ADR-024: Structured Logging with structlog
Status
Implemented
Date
2025-01-16 (Retrospective)
Decision Makers
- SRE Team - Logging requirements
- Backend Team - Implementation approach
Layer
Observability
Related ADRs
- ADR-009: OpenTelemetry Instrumentation
- ADR-043: ClickStack Integration
Supersedes
None
Depends On
None
Context
Production logging needs more than printf-style messages:
- Machine Parseable: JSON format for log aggregation
- Correlation: Link logs to traces and requests
- Context: Automatic context propagation
- Filtering: Easy filtering by fields
- Security: Sensitive data masking
Key constraints:
- Must work with Python logging ecosystem
- Need JSON output for production
- Human-readable for development
- Automatic trace ID injection
- PII/sensitive data protection
Decision
We adopt structlog for structured logging throughout the backend:
Key Design Decisions
- structlog Library: Structured logging for Python
- JSON in Production: Machine-readable format
- Console in Development: Human-readable colored output
- Automatic Context: Request ID, trace ID injection
- Sensitive Data Masking: Automatic PII protection
Configuration
import structlog
structlog.configure(
processors=[
structlog.contextvars.merge_contextvars,
structlog.processors.add_log_level,
structlog.processors.TimeStamper(fmt="iso"),
mask_sensitive_data,
add_trace_context,
# Production: JSON
structlog.processors.JSONRenderer()
# Development: Console
# structlog.dev.ConsoleRenderer()
],
context_class=dict,
logger_factory=structlog.PrintLoggerFactory(),
)
Usage Pattern
import structlog
logger = structlog.get_logger()
# Basic logging
logger.info("Request processed",
endpoint="/api/v1/requirements",
method="GET",
duration_ms=45
)
# With context binding
log = logger.bind(request_id="req-123", user="user@example.com")

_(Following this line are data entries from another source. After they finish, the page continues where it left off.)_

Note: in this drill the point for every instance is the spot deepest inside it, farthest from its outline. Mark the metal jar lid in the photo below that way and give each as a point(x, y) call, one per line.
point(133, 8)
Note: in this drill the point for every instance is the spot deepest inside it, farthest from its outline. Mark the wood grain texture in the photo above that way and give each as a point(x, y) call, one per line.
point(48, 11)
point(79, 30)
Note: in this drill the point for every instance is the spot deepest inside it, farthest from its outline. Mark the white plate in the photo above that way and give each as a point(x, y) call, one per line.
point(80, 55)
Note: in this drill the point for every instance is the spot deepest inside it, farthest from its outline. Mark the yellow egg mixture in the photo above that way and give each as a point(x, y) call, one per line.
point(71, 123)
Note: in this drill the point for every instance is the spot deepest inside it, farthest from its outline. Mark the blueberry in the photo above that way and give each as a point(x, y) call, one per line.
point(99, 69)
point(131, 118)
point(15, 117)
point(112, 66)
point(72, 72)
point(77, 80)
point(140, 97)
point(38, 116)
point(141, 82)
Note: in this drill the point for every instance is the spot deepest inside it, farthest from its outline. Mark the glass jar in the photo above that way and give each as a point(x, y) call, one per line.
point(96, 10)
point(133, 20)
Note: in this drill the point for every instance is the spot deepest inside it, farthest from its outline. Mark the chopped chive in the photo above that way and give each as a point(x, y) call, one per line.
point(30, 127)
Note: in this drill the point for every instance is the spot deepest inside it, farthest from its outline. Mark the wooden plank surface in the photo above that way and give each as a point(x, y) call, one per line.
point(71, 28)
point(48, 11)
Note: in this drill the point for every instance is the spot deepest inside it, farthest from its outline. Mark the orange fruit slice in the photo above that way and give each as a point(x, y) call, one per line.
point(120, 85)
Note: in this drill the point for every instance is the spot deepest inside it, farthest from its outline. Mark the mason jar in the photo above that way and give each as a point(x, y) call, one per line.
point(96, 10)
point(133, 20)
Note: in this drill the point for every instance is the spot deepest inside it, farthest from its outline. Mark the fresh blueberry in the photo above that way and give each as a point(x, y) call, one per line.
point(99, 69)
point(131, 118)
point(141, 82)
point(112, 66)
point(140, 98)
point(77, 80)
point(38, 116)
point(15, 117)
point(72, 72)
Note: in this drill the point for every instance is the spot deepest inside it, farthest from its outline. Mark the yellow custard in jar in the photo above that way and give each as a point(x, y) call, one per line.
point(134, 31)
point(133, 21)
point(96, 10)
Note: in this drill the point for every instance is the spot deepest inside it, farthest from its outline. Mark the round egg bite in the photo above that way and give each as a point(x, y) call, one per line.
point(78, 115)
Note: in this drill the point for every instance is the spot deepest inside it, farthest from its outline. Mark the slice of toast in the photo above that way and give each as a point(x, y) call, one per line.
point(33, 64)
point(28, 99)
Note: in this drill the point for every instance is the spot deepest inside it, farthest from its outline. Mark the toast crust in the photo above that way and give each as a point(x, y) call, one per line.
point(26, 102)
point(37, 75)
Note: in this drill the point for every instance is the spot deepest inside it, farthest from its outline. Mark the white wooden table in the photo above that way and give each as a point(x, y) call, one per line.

log.info("Created requirement", requirement_id="REQ-000001")
log.error("Validation failed", errors=["Title required"])
Output Formats
Production (JSON):
{
"timestamp": "2025-01-16T10:30:00.000Z",
"level": "info",
"event": "Request processed",
"endpoint": "/api/v1/requirements",
"method": "GET",
"duration_ms": 45,
"request_id": "req-123",
"trace_id": "abc123def456"
}
Development (Console):
2025-01-16 10:30:00 [info ] Request processed endpoint=/api/v1/requirements method=GET duration_ms=45
Sensitive Data Masking
SENSITIVE_FIELDS = ['password', 'token', 'secret', 'api_key', 'authorization']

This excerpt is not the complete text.